There is another book called the Hoover Policies which was written post his presidency by Cabinet members of his Ray Lyman Wilbur his Secretary of the Interior and Arthur M. Hyde his Secretary of Agriculture. But if you've read Hoover's memoirs 10 pages into the Hoover policies and you know this man must have micromanaged the writing. Again it reads like a report to the Board of Directors.
Secondly in the midst of the Great Depression he made no effort to communicate his individual concern for Mr.&Mrs. America. He resisted mightily what later became known as photo ops or to use the presidency as the 'bully pulpit' his Roosevelt predecessor referred to it as.
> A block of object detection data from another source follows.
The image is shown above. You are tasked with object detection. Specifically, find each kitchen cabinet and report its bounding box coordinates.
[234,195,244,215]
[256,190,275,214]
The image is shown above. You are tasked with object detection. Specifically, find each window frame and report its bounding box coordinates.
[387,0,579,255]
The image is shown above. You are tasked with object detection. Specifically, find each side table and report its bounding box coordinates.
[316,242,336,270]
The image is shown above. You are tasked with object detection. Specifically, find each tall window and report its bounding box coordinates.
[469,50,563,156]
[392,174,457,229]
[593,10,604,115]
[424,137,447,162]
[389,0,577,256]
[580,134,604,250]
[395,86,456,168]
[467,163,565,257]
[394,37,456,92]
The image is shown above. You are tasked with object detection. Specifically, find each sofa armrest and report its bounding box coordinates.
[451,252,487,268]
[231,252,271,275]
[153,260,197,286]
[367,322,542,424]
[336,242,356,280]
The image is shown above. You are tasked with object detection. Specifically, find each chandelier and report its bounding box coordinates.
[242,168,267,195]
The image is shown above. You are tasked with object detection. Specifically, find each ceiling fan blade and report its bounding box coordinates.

There is a famous story that was brought to light by another book called Hoover Off The Record by his last Press Secretary Theodore Joslin. It concerned a pair of children who hitchhiked across the country to see President Hoover to get their father out of jail for Christmas. There was a made for TV film about the incident that starred Robert Urich as the father who is caught in a petty theft and jailed.
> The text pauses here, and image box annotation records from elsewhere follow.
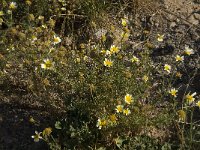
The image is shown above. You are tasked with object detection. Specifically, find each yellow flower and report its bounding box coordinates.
[41,59,54,69]
[164,64,171,73]
[125,94,133,104]
[169,88,178,97]
[185,92,197,104]
[9,2,17,9]
[157,34,164,42]
[131,56,140,63]
[104,58,113,67]
[110,114,117,123]
[196,101,200,108]
[115,105,124,113]
[53,35,61,45]
[97,118,107,129]
[121,18,127,27]
[42,127,52,136]
[123,108,131,116]
[110,45,119,54]
[178,110,186,121]
[184,46,194,56]
[31,131,42,142]
[142,75,149,83]
[176,55,184,61]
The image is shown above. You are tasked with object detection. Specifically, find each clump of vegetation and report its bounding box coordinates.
[0,0,200,150]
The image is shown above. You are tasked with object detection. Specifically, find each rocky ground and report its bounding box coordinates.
[0,0,200,150]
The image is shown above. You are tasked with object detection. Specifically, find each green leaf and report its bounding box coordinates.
[55,121,62,130]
I can't think of any of his successors and most of his predecessors who wouldn't try for maximum publicity to show what a good man I am. Hoover did intervene and the man was freed but gave strict instructions that no publicity of any kind was to be garnered from this incident. Joslin told it in that book and at a time when Hoover was purportedly trying to refurbish his image, he cut Joslin off from any further contact from him for good.
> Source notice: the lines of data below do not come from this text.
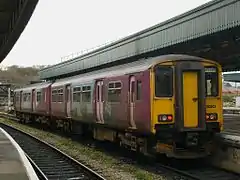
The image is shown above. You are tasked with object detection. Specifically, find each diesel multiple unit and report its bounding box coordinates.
[14,55,223,158]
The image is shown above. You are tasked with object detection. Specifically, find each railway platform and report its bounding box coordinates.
[0,128,38,180]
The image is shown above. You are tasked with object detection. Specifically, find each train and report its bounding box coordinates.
[14,54,223,159]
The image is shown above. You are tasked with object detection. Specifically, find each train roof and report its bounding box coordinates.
[52,54,210,87]
[14,82,52,92]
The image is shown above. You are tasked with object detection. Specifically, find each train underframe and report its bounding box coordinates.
[16,112,220,159]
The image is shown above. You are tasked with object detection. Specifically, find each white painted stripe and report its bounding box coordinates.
[0,128,38,180]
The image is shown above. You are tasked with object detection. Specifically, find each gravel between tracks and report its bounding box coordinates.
[0,118,169,180]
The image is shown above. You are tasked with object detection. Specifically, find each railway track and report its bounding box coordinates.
[0,114,240,180]
[0,124,105,180]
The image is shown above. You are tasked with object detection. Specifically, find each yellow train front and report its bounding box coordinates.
[150,55,223,158]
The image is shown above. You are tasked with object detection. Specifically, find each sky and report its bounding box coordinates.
[1,0,213,66]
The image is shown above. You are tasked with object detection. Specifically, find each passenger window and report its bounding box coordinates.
[155,66,173,97]
[205,67,218,96]
[37,92,42,102]
[82,86,91,102]
[73,87,81,102]
[136,80,142,100]
[131,81,135,102]
[108,82,122,102]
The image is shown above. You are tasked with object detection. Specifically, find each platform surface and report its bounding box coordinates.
[0,128,38,180]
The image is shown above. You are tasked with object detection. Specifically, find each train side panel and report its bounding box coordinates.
[34,85,51,116]
[103,75,129,129]
[51,85,66,119]
[71,81,95,122]
[14,91,21,111]
[132,70,151,134]
[21,90,33,113]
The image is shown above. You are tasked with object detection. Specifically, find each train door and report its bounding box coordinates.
[175,62,206,131]
[182,71,198,128]
[129,76,136,129]
[66,85,71,117]
[95,81,104,123]
[31,89,37,111]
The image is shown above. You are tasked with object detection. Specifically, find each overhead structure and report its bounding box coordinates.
[0,0,38,62]
[39,0,240,79]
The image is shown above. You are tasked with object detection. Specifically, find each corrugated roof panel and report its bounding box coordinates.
[39,0,240,79]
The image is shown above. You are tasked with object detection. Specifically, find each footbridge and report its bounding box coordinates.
[40,0,240,79]
[0,0,38,62]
The documentary mentions that Hoover emerged as the biggest critic of his successors policies. More than that, Hoover in both 1936 and 1940 let it be loudly known he was available to run again. He wanted vindication so badly. But the GOP wouldn't touch him and aspiring candidates treated him like a leper.
Landslide offers a good mix of commentary from both supporters and opponents and it has personal insight from a great granddaughter. I wish we had more of Hoover's voice both in live speeches and radio broadcast. Contrast it with FDR's and that illustrates better than anyone his weakness and FDR's strength as a great communicator.
If Hoover was a failure he was a failure on a grand scale.
This documentary is a re-examination of the political career of Herbert
Hoover. In some ways, it all came as a bit of a surprise--at least in
the beginning of his career. Although I knew a bit about pre-presidency
Hoover, so much came as a surprise--particularly how he was seen as a
great humanitarian during WWI and was such a self-made man. And, the
biggest surprise of all is that in the 1920s, his biggest fan was FDR
himself! Still, the majority of the film was about his presidency--a
presidency that is associated with failure and a deepening of the Great
The film consisted of vintage photos and film, interviews and narration. I appreciated how it emphasized the good and bad about the man--giving you a relatively well-rounded and non-partisan view of the guy. My only objection were the repeated interviews with Robert Rubin who repeatedly said that the Depression was worsened by the government not increasing spending. This Keynesian view of deficit spending is still debatable today (especially since what lifted the US out of the Depression was WWII--not prior spending programs). I kept wondering if perhaps the purpose of his comments were more to bolster the current administration's attempt to spend our way out of a recession. Still, overall, an interesting and well made film.